Type F (BF or CF) insulation is intended to protect the patient against a hypothetical mains voltage source applied to the patient, which is external to the device under assessment.
Let's go back in time to the 1960s: image a patient with ECG electrodes across their chest, connected to a patient monitor. Around that time, ECGs could be an earthed circuit to reduce noise. The patient leans across to a radio to the latest updates on the Apollo missions (or the Ashes cricket score). The radio is poorly made, and the metal case is live with mains voltage.
An average person might touch the case, get a decent shock but survive because they are not solidly grounded, the shoes, floor cover etc help to reduce the current to <40mArms (the threshold of problems).
But the patient has this wonderful, low impedance electrode on their chest, directly grounding them to earth. The shock from the radio is more than 200mA, easily causing cardiac arrest.
From this scenario, F-Type circuits were born. These circuits were "floating" so they didn't ground/earth the patient.
Originally fairly light on requirements (just 500V isolation was OK, no cr/cl), they have evolved to requiring 1MOPP @ rated mains which typically means 1.5kV/4mm/2.5mm.

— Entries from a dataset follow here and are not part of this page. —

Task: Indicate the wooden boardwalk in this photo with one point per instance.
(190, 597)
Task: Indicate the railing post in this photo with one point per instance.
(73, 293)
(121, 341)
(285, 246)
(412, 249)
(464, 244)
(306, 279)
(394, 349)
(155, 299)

The reason this is only 1 MOPP is due to the fact that the patient being expose to external mains voltage should already be rare.
For BF parts, I think this is overkill, since rogue mains voltage such as a defective radio should rarely be found in the real world. It should be floating but say 500Vrms, 1 or 2mm should be enough, not 4mm.
For CF there is a stronger case to be argued as simple broken earth wire can source leakage currents of 0.5mA or more, which can be dangerous if applied directly to the heart. So, 1.5kV/4mm makes sense there.